There is nothing nicer than the smell of freshly baked panettone and as French boyfriend was devouring his panettone fresh from the oven, he said that it is a shame I only make it at Christmas.
Mini Panettone
INGREDIENTS
3/4 cup (180 ml) milk
3 egg yolks
2 eggs
1 orange, the finely grated zest only
1 lemon, the finely grated zest only
2 tsp (10 ml) vanilla extract
3 1/4 cups (490 g) unbleached all-purpose flour
1/2 cup (105 g) sugar
1 tbsp instant dry yeast
1 tsp salt
1/2 cup (115 g) unsalted butter, softened
1 1/2 cups (225 g) mixed dried fruit (raisins, cranberries, cherries)
1 Tablespoon Fleur d'oranger (orange flower water) **
PREPARATION
In a bowl, whisk together the milk, egg yolks, eggs, zests, fleur d'oranger and vanilla.

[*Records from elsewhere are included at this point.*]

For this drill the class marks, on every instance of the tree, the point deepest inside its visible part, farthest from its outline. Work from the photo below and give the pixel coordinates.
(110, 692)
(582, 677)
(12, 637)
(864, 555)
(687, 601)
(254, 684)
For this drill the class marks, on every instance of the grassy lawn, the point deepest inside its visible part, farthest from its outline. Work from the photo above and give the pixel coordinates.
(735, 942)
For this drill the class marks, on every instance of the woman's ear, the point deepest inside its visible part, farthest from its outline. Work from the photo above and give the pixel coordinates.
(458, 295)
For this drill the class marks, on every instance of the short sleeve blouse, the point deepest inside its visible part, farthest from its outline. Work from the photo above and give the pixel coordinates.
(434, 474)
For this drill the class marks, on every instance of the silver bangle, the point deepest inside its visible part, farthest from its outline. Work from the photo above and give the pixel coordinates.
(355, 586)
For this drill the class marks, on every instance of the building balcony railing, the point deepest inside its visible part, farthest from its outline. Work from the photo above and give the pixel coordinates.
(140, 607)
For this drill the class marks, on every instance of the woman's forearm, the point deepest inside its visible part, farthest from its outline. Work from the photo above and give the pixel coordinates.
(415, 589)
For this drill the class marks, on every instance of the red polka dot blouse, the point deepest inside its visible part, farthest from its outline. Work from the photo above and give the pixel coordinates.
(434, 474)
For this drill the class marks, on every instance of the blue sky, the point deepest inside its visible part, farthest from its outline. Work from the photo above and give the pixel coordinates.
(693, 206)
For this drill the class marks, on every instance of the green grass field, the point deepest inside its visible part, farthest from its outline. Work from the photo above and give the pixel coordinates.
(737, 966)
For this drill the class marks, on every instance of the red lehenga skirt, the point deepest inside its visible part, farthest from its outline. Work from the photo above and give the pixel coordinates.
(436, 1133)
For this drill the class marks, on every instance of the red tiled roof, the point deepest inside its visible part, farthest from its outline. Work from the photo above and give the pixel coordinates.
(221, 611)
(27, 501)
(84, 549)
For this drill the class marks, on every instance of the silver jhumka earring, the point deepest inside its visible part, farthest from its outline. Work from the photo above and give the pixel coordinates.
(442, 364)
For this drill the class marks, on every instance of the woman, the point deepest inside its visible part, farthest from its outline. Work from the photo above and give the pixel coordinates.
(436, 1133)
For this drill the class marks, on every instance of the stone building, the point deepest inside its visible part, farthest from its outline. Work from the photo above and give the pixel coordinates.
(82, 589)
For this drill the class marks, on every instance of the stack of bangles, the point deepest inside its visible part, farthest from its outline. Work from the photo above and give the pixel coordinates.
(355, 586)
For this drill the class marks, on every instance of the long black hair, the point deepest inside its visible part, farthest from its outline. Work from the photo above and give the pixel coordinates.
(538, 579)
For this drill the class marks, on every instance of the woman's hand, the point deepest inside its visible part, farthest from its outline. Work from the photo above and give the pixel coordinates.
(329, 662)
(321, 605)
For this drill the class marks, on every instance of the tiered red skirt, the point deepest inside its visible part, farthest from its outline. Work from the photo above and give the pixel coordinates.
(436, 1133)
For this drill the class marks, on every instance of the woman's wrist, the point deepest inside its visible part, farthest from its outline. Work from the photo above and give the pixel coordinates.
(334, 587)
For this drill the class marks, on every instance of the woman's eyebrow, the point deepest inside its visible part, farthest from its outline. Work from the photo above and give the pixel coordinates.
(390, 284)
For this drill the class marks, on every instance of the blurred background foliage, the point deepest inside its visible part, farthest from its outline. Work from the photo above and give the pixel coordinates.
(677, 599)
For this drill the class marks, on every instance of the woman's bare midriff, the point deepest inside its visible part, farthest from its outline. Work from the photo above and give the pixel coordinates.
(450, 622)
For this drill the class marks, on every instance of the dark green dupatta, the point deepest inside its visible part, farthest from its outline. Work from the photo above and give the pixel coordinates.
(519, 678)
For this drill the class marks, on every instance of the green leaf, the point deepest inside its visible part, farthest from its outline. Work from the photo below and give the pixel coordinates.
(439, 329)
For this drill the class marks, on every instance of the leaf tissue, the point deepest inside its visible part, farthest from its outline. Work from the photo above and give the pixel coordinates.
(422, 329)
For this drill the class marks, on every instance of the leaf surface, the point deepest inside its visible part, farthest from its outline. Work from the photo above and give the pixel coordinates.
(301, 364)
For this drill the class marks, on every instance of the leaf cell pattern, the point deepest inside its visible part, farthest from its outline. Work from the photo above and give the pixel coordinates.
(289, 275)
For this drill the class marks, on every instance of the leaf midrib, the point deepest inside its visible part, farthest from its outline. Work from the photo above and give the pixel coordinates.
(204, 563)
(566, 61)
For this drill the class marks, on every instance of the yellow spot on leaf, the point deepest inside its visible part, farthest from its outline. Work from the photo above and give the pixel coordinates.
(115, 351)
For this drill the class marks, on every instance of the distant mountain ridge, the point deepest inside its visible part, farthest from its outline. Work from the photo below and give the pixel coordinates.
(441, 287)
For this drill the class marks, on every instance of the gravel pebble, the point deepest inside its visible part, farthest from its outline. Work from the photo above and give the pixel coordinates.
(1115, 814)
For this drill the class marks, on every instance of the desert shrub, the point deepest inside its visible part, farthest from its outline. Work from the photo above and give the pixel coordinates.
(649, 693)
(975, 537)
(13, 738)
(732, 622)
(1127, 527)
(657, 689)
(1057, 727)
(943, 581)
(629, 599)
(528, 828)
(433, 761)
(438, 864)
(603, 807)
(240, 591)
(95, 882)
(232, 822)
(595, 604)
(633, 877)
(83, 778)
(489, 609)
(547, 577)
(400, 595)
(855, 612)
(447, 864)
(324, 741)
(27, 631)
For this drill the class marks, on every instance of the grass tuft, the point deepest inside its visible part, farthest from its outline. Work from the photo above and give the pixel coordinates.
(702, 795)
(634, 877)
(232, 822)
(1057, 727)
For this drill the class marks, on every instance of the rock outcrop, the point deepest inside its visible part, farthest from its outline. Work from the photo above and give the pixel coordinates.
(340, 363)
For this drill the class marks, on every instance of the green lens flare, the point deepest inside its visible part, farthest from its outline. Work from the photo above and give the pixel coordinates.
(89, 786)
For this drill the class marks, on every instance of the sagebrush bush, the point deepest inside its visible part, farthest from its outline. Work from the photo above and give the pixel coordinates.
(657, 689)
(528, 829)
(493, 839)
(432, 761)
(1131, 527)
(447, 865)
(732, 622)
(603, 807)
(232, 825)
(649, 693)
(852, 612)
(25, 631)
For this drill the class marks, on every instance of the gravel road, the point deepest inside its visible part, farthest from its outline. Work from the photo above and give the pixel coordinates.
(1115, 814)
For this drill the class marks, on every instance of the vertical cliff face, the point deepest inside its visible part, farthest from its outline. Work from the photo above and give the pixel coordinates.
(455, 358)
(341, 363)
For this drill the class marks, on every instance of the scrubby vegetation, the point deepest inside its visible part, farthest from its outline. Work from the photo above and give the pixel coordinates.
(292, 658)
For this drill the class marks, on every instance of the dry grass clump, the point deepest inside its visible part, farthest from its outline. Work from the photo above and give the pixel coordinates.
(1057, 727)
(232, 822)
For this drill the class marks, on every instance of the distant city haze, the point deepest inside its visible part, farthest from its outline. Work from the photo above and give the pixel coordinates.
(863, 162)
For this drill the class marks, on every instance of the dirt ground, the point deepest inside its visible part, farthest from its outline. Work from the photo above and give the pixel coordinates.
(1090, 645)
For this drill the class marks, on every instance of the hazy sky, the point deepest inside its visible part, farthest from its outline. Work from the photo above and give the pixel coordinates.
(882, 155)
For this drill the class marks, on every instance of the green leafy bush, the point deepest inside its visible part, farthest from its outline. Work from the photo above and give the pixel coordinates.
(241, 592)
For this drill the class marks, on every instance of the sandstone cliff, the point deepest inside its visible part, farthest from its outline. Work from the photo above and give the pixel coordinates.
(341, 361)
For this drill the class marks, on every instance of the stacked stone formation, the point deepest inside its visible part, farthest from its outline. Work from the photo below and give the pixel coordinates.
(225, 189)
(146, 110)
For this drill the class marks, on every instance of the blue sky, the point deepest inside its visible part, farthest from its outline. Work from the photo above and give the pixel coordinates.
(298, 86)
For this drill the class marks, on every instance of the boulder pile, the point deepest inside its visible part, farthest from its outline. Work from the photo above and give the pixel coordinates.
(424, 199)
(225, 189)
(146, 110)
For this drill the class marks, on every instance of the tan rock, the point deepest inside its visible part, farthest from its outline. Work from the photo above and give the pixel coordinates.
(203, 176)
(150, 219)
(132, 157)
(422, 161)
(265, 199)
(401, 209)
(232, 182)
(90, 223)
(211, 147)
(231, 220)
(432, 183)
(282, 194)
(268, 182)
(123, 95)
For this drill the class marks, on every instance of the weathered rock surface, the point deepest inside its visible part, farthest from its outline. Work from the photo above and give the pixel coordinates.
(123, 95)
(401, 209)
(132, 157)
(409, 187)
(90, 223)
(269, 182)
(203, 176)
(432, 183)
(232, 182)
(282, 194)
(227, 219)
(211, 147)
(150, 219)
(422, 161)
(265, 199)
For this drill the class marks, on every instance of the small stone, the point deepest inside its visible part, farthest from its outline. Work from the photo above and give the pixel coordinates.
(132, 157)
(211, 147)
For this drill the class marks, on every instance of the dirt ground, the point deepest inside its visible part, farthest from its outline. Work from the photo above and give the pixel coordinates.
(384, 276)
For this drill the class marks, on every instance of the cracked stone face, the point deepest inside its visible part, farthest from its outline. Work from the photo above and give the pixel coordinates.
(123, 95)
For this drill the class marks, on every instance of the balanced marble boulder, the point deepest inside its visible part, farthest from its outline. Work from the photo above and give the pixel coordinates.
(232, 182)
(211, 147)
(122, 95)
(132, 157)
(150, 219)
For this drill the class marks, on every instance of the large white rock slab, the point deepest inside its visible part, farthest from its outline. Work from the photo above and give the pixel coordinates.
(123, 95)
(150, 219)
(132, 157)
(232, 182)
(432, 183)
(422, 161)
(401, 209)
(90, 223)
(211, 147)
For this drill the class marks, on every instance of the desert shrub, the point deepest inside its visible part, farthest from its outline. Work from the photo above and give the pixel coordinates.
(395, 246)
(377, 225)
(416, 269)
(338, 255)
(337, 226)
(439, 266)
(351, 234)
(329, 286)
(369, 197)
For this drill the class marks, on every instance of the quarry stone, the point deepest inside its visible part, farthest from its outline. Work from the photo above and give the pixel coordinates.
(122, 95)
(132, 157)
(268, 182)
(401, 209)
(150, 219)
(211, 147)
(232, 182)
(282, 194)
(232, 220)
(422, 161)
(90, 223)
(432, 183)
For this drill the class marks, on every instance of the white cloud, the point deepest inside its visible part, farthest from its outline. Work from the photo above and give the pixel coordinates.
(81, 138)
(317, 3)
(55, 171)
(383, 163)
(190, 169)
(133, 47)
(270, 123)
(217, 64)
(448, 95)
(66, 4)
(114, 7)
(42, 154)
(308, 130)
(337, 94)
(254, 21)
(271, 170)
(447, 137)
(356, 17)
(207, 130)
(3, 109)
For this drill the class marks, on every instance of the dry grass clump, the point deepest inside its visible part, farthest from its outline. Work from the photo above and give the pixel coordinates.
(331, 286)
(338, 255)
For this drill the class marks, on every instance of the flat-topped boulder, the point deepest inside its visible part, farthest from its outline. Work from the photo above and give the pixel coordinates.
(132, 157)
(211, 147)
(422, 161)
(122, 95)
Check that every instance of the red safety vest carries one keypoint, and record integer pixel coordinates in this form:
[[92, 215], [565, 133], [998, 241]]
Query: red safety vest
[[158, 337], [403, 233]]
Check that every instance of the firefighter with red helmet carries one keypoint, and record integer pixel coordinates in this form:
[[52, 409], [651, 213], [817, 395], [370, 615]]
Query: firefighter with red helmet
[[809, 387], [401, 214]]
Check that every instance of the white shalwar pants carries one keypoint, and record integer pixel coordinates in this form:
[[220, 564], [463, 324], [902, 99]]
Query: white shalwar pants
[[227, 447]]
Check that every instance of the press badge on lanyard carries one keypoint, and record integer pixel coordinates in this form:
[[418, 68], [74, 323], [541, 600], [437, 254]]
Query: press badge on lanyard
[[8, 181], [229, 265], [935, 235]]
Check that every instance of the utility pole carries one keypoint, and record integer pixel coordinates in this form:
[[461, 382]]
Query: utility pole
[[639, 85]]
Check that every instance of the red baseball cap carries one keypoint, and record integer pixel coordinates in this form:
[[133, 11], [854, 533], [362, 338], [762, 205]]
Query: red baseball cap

In a stand mixer fitted with the dough hook, combine the flour, sugar, yeast and salt. Add the egg mixture and knead until the dough starts to form.
Add the butter and knead for 5 minutes. The dough will be soft and very sticky. Place in a lightly oiled bowl. Cover with lightly oiled plastic wrap. Let rise in a warm, humid place for 1 hour and 30 minutes.
In another bowl, soak the dried fruit in the hot water*, stirring several times, while the dough is rising (at least 1 hour).
Fold the fruit mixture into the dough until it is completely incorporated. Pour the dough into a 7-inch (18 cm) paper panettone mould or in large muffin tins. Place on a baking sheet. Let rise, uncovered, in a warm, humid place for 1 hour and 15 minutes or until the dough has risen just above the edge of the mould.
With the rack in the middle position, preheat the oven to 350°F (180°C).
Bake for 40 minutes or until a wooden skewer inserted into the centre of the panettone comes out clean.
Let cool completely. The panettone will keep for 1 week under a cake dome at room temperature.
Notes
*I originally soaked the fruit in rum but we have decided this is not really required but you can do this if you wish or you could soak the fruit in an orange flavoured liqueur.
** The Italians use Fiori di Sicilia which is a highly fragrant citrus extract used to flavour almond fillings, marzipan and other sweet foods. As I did not have any of this on hand I used Sicily has orange flower water.